While much of the 2018–19 Hancher season was in the works when Brohan started, planning for the 2019–20 season is well underway.

“Hancher has a wonderful history and rich tradition that we want to recognize and maintain, yet we must also move forward,” Swanson says. “Paul will challenge us to think of new things and in new ways.”

Brohan says along with maintaining those traditions, there are a few themes he’d like to explore further through Hancher’s programming, including the relationship between established and emerging voices and visions.

“I think we have a richness of really mature voices across all disciplines of the arts at the same time as we also have these emerging voices and visions,” Brohan says. “How are the established creators of our society mentoring those who are finding their voices, and how are these emerging voices challenging our established voices? I think there’s some interesting work to be done there.”

Brohan says while his career began in theater, dance speaks to him the most. He attributes that to his background in lighting design, which is the application of light in space, while dance deals primarily with the movement of body in space. Perhaps because of this affinity for the discipline, Brohan also is interested in how Hancher can help highlight the way movement speaks to the 21st century.
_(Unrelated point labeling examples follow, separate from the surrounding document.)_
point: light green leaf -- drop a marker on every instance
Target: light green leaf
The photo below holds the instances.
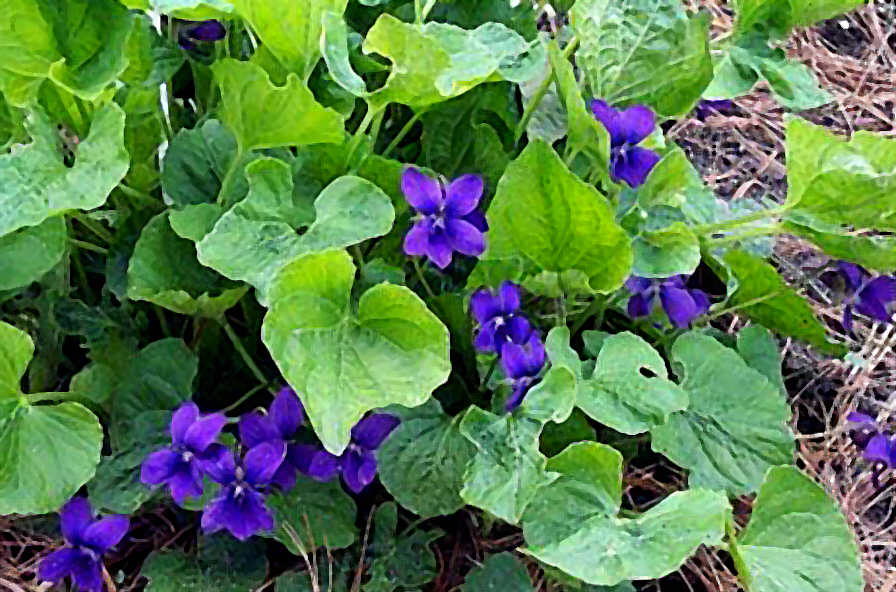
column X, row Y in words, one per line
column 877, row 253
column 843, row 182
column 334, row 47
column 500, row 572
column 605, row 550
column 762, row 296
column 197, row 162
column 257, row 237
column 663, row 253
column 508, row 468
column 620, row 395
column 736, row 425
column 797, row 539
column 35, row 183
column 262, row 115
column 325, row 508
column 392, row 350
column 291, row 33
column 643, row 51
column 47, row 452
column 777, row 17
column 422, row 463
column 589, row 484
column 78, row 44
column 164, row 270
column 28, row 253
column 759, row 349
column 436, row 61
column 544, row 218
“It’s interesting to me that a lot of contemporary theatrical work is incorporating movement to a much higher degree than in the past, and that a lot of contemporary movement now is incorporating spoken word and narrative,” Brohan says. “Why is that? Maybe we can explore and uncover that a bit.”

Hancher is no stranger to commissioning new works, and Brohan says he hopes to do more of it in the future—and if that includes making artists’ dream projects a reality, all the better.

“The idea of bringing new knowledge into the world at the University of Iowa is exciting,” Brohan says.